Temporary asphalt used to connect the old and new planned runway was to blame for delays and cancellations of flights at Myrtle Beach International Airport on Monday.
Kirk Lovell, assistant director and spokesman for the airport, said via email Thursday the asphalt that peeled is removed and replaced daily.
“The material that broke loose was the asphalt used to bridge the old and new runway/asphalt together; this asphalt essentially creates a smooth transition, is ‘temporary’ and removed, relocated and replaced each evening/morning,” Lovell wrote in the email. “As a safety precaution, the runway was temporarily closed for approximately 40 to 50 minutes.
“The airport maintenance team was on site to remove the debris, followed by the runway contractor who made the repair as quickly as possible. The ‘temporary’ asphalt was repaired by the contractor prior to the runway reopening at 12:10 p.m.”
The lone runway at the airport was temporarily closed because of the peeled asphalt. The closure, coupled with overcast skies Monday morning, caused hours-long delays for commuters heading to Charlotte. The closure caused two inbound U.S. Airways flights and one outbound flight to be canceled, said Ryan Betcher, business development manager for the airport, who was answering questions about the incident Monday. It delayed a Delta flight from Atlanta by about 2 1/2 hours, according to the airport’s website.
It’s the second closure caused by the runway rehab work in less than a month.
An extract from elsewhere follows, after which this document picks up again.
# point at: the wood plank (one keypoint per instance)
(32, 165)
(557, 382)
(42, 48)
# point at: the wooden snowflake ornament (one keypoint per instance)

On Oct. 21, an outage of runway lights at the airport was attributed to the near $20 million runway renovation project that started in August. Flights were suspended, and some eventually canceled, after the lights were inoperable for two hours, stranding passengers at airports in Fort Lauderdale and New York.
The runway work continues through March 31. Crews from Ohio-based Anthony Allega Cement Contractor will be working overnight to rehabilitate Myrtle Beach’s lone 9,500 foot runway.
Crews are in the paving portion of the project. The runway is being paved between 10:45 p.m. and 6:45 a.m. during the week and 11:45 p.m. and 5:30 a.m. during the weekend. From November through the end of March, the runway edge lighting system will be replaced, the pavement will be grooved and permanently marked and grass and mulch will be replaced. The rehabilitation has a 20-year life expectancy.
Lovell said there is a clause in the contract that holds the contractor accountable for delays in the overall project, but not for specific incidents like the one Monday or the Oct. 21 outage.
“Within the contract by and between Horry County Department of Airports and the contractor there is a clause that fines either party for not delivering the runway on time,” Lovell wrote. “This clause can be enacted if the contractor turns over the runway past the allotted time or if the airport keeps the runway open past the scheduled close, etc. On-time delivery can be impacted by numerous events; at the end of the construction project the Department of Airports and contractor will review the project.”